Pour le coup, Harry n'avait plus du tout mal ! Il était perdu dans une myriade de sensations toutes plus exquises que les autres. C'était trop bon ! Et Draco était trop loin, même s'il essayait de garder les pieds sur Terre, il ne lui fallait qu'un ou deux cris ou gémissement en plus de la part d'Harry et il arrêter de se contrôler. S'il avait su que le premier coup de rein engendrait sa perte… S'il avait su que chaque coup était meilleur que le précédent… S'il avait su qu'Harry était si bon…

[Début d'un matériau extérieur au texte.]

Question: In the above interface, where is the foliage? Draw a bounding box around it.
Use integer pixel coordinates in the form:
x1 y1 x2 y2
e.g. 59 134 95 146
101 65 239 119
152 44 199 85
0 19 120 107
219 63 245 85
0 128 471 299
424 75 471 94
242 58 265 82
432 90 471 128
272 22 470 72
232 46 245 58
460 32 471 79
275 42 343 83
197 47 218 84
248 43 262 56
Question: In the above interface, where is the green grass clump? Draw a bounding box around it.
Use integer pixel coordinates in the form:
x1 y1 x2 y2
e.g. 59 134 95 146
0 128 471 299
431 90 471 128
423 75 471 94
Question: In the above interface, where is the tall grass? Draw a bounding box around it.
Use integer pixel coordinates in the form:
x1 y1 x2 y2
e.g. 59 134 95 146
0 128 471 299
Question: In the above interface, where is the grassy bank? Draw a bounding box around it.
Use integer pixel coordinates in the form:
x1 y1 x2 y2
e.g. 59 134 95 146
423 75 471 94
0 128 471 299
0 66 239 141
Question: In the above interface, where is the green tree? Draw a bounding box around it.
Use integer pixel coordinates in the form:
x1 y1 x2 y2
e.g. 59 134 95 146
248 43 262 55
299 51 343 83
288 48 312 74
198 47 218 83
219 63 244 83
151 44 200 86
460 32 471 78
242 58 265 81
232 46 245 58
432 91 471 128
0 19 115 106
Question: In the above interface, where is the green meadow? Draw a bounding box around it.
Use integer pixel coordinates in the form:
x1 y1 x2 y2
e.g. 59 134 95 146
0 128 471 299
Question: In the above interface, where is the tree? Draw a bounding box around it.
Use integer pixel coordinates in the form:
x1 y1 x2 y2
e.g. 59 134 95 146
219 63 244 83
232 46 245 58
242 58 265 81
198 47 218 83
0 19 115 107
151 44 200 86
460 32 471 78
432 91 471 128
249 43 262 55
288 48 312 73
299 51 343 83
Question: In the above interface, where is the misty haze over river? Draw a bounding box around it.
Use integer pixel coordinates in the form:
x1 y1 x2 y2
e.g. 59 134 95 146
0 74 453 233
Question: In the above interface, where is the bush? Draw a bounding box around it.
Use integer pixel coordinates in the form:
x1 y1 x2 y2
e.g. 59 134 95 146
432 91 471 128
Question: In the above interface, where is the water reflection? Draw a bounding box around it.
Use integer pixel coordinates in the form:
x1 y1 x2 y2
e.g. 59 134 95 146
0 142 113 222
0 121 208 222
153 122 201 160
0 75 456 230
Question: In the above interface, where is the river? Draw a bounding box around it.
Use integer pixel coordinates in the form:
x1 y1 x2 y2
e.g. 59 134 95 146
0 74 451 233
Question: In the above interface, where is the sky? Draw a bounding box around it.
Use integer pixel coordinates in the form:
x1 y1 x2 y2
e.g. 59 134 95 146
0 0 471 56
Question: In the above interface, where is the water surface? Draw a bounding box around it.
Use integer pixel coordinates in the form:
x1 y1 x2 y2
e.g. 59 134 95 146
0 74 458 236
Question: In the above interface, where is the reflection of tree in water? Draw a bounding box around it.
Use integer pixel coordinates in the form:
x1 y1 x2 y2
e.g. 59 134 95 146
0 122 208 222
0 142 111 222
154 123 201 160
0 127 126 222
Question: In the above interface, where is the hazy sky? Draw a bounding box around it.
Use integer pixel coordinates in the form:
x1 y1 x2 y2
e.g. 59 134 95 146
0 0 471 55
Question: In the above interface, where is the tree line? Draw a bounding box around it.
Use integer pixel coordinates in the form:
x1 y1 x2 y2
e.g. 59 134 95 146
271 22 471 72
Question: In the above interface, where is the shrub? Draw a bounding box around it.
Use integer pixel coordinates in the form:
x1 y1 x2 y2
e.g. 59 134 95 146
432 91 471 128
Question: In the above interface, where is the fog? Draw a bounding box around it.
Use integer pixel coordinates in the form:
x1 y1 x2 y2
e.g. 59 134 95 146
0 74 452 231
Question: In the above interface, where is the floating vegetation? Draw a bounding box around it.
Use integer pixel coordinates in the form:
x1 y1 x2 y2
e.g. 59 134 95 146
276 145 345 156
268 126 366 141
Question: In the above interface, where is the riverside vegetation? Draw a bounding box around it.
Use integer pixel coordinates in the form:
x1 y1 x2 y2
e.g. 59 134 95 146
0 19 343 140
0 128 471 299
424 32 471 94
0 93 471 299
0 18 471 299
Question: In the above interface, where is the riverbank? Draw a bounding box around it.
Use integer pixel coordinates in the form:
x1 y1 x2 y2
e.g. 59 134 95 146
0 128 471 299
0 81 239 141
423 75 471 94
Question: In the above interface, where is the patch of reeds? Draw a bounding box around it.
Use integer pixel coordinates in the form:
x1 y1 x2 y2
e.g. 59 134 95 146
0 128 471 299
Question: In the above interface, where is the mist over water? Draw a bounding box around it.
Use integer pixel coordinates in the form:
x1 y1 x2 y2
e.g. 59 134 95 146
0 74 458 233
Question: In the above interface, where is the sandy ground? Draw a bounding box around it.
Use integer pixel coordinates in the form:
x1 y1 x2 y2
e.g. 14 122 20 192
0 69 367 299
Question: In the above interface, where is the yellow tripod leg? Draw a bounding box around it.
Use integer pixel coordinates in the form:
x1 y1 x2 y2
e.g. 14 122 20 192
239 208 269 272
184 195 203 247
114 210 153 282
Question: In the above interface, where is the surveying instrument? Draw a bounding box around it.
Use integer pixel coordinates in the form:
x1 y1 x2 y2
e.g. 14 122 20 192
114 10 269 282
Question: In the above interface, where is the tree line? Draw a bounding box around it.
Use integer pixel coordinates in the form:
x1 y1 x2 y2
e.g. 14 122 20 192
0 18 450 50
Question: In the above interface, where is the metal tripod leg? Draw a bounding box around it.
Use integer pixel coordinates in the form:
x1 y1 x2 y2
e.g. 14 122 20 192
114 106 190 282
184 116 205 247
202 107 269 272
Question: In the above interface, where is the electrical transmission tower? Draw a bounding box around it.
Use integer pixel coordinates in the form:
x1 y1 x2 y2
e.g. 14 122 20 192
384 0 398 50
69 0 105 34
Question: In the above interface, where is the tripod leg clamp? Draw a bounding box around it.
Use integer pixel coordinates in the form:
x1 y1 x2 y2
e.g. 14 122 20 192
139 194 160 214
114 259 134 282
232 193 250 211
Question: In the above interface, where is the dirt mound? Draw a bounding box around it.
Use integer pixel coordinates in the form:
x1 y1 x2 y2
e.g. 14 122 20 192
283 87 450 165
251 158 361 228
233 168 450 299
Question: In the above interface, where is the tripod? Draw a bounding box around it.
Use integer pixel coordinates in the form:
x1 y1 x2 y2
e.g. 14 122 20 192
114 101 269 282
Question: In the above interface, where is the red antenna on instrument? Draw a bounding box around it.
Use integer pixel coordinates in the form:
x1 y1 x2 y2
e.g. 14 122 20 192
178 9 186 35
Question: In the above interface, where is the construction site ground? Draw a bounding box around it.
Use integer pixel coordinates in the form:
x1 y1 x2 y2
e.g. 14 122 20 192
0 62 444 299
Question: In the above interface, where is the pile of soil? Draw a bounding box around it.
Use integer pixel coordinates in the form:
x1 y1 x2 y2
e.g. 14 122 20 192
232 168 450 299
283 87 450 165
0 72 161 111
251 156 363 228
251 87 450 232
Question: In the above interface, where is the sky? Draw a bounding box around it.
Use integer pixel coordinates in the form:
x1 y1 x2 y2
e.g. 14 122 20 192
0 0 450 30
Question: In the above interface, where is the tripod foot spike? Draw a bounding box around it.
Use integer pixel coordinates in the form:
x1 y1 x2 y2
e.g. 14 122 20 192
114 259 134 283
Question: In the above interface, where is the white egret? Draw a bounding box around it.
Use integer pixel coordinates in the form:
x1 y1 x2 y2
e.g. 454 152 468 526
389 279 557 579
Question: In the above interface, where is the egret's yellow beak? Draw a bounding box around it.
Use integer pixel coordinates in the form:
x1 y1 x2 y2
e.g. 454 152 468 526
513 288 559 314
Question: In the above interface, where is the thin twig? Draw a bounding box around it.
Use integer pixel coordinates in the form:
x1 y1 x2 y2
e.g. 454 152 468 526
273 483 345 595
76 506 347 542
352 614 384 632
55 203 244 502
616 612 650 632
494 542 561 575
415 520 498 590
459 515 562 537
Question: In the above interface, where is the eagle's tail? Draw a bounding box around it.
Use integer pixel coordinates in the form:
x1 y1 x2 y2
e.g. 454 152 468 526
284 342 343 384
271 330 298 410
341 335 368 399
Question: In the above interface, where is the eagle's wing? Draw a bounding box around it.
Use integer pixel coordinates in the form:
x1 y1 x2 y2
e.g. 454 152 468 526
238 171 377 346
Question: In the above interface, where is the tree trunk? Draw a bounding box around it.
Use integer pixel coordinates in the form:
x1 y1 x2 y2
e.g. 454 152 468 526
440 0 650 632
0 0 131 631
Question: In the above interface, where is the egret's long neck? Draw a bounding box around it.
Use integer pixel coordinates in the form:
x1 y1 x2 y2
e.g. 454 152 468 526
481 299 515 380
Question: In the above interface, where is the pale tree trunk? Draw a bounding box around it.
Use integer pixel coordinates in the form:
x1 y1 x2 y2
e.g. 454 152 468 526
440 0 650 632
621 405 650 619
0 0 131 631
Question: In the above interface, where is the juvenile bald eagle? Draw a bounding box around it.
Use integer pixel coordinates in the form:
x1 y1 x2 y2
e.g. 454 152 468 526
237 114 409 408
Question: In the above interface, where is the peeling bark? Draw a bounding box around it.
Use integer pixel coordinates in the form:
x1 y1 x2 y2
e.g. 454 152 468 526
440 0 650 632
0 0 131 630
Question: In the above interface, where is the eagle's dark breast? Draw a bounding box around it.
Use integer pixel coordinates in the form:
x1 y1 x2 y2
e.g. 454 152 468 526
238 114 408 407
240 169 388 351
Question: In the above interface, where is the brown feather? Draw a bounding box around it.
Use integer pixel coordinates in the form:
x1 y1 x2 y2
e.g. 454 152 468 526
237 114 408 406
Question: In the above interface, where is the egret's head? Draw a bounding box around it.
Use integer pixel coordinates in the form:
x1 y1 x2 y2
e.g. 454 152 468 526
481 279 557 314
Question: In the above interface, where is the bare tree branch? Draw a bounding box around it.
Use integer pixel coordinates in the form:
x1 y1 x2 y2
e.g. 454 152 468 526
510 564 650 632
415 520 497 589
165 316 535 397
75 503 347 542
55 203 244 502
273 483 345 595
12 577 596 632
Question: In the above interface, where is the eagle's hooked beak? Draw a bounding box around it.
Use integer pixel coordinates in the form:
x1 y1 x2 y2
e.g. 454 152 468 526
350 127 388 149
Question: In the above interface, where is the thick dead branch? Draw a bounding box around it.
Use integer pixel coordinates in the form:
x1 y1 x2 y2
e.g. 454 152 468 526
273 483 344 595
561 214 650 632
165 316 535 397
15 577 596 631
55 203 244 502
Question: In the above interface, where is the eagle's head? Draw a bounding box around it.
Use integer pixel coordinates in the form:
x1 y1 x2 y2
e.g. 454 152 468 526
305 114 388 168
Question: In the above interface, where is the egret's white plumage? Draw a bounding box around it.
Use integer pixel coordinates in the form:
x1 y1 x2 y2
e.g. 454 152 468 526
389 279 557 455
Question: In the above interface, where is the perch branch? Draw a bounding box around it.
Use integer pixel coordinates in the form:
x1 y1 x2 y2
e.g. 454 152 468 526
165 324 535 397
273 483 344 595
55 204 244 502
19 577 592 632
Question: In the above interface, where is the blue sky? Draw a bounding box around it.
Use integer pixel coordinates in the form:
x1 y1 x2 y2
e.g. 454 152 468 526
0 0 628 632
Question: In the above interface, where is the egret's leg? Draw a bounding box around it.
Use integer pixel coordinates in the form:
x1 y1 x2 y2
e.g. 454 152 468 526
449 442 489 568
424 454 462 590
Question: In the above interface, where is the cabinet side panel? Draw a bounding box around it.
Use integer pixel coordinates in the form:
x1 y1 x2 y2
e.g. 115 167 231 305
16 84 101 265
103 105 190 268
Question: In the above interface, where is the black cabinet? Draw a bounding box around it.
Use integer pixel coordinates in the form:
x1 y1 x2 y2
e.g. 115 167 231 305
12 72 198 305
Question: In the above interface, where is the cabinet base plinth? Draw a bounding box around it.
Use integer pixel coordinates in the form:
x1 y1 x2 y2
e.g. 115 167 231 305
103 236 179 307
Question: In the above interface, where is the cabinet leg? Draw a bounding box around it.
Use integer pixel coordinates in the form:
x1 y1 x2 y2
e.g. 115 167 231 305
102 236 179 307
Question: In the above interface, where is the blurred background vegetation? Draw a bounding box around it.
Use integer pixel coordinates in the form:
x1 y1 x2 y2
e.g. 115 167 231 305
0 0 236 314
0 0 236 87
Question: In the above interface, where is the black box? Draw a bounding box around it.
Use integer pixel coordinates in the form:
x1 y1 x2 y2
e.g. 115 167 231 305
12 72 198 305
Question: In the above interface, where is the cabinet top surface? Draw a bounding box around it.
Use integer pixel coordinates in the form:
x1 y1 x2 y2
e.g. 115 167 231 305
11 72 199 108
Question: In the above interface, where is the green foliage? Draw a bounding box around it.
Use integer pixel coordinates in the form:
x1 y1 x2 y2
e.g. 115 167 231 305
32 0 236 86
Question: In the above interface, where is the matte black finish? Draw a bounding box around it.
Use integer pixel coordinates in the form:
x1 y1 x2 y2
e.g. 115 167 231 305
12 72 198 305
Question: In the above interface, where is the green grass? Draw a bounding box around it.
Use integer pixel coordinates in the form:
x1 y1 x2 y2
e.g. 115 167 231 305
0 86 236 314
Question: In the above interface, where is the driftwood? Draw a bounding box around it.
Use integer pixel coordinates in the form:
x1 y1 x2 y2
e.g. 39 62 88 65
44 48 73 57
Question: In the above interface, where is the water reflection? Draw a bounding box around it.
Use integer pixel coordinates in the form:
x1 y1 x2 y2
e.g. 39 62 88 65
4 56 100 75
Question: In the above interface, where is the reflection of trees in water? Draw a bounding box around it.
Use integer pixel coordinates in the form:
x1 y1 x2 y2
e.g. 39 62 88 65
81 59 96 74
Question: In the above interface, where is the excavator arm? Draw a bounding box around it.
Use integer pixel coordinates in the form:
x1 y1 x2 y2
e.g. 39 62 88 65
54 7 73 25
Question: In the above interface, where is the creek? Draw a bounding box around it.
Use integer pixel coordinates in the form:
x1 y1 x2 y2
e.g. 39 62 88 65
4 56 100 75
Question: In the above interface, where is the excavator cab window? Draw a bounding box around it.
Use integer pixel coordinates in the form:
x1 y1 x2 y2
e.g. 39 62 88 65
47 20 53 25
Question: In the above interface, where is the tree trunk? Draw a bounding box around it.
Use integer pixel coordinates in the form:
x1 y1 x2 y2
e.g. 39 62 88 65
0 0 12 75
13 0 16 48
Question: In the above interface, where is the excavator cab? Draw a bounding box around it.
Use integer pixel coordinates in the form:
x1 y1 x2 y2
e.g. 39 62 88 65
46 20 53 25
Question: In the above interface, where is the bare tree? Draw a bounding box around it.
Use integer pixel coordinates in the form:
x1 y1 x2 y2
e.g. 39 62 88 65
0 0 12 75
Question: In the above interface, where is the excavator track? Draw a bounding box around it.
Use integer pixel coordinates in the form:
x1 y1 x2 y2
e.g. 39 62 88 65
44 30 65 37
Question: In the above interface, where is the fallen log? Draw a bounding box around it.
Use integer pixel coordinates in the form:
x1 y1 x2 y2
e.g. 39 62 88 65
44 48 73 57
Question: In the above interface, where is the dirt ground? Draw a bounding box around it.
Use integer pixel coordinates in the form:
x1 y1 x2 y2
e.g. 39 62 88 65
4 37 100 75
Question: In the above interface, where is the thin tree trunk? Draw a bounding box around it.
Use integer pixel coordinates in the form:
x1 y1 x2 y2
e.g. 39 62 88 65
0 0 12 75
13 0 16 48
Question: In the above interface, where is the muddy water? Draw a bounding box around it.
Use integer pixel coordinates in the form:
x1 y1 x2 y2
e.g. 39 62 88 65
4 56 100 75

C'est donc avec une envie non dissimulée que Draco replongea encore et encore dans ce corps si désirable et pourtant si pur. Harry tirait vainement sur ses liens tout en criant de plaisir à chaque coups de reins. Le rythme était lent, il le torturait agréablement autant qu'il le frustrait horriblement, il hurlait de plaisir et de désir. Mais ce qu'il ne vit pas c'est que Draco tenait fortement ses jambes graciles et serait les dents pour ne pas aller plus vite. Pas qu'il voulait encore plus le torturer, mais il ne voulait pas que leur désir si grand soit assouvit en quelques coups de butoir.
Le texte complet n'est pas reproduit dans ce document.